Les Suisses de l’étranger approuvent nettement la réforme prévoyance vieillesse 2020

Le Conseil des Suisses de l’étranger a pris position en faveur du projet porté par Alain Berset. Il a également renouvelé son comité et nommé le romand Laurent Wehrli (PLR). Des mesures ont aussi été prises pour améliorer l’accès aux services bancaires

Les 116 délégués du Conseil des Suisses de l’étranger (CSE) présents à Bâle vendredi ont pris position sur la réforme prévoyance vieillesse 2020. 80 l’approuvent, 22 la refusent et 8 s’abstiennent.

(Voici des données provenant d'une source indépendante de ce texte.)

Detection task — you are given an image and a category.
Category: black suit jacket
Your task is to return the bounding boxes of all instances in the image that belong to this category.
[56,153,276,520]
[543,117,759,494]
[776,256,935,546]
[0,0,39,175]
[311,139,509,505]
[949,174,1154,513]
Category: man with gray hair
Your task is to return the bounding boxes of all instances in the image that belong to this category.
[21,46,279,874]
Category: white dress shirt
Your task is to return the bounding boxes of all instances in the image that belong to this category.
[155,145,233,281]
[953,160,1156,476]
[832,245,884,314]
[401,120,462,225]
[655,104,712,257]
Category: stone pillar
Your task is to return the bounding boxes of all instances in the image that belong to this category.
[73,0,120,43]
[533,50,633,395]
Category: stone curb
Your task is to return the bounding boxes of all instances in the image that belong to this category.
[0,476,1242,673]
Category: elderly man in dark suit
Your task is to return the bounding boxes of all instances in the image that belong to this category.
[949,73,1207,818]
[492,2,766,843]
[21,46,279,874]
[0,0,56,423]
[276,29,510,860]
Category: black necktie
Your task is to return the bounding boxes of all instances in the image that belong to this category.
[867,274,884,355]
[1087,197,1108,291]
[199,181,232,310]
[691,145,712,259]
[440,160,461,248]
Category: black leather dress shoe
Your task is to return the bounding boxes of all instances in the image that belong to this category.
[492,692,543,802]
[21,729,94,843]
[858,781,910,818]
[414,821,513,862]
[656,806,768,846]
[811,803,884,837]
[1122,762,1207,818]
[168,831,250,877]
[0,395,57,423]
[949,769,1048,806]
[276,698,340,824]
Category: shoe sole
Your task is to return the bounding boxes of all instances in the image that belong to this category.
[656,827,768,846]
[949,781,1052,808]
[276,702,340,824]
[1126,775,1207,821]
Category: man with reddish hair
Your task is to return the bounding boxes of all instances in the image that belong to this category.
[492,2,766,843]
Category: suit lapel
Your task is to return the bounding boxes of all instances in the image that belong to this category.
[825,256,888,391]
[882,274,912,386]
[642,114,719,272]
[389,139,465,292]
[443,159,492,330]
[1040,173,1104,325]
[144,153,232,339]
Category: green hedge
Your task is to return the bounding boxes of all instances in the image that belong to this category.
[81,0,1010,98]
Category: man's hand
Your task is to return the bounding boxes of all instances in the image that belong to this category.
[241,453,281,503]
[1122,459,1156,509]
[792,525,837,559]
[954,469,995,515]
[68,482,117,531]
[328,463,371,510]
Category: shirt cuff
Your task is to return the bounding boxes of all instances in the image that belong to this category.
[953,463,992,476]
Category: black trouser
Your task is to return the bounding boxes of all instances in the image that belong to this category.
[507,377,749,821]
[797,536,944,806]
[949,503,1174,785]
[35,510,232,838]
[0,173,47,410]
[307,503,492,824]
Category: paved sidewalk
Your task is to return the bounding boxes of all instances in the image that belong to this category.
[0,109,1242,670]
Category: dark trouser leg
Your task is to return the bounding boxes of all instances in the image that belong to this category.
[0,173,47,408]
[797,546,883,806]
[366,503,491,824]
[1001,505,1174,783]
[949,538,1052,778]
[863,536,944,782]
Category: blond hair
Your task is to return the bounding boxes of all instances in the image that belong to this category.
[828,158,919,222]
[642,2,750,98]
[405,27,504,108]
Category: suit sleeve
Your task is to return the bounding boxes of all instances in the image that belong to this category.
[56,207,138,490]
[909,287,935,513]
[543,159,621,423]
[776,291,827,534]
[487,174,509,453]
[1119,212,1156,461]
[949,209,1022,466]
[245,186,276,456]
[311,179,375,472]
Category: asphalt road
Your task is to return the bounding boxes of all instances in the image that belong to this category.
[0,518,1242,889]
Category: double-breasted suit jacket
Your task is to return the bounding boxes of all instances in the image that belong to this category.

Grâce au vote électronique, un Suisse de l’étranger sur deux – parmi les 160 000 qui se sont enregistré et ont le droit de vote – pourra voter, indique Filippo Lombardi (PDC), vice-président de l’Organisation des Suisses de l’étranger (OSE), une fondation privée, indépendante et neutre, qui chapeaute le Conseil.

Un bon compromis

Le conseiller national représentant les Suisses de l’étranger Tim Guldimann (PS) a présenté les avantages du projet, François Baur, membre d’economiesuisse, ses inconvénients. Le premier rappelle que 100 000 Suisses de l’étranger, sur un total de 775 000, sont à la retraite. Ils ne profiteront donc pas du bonus de 70 francs sur les rentes prévu par la réforme.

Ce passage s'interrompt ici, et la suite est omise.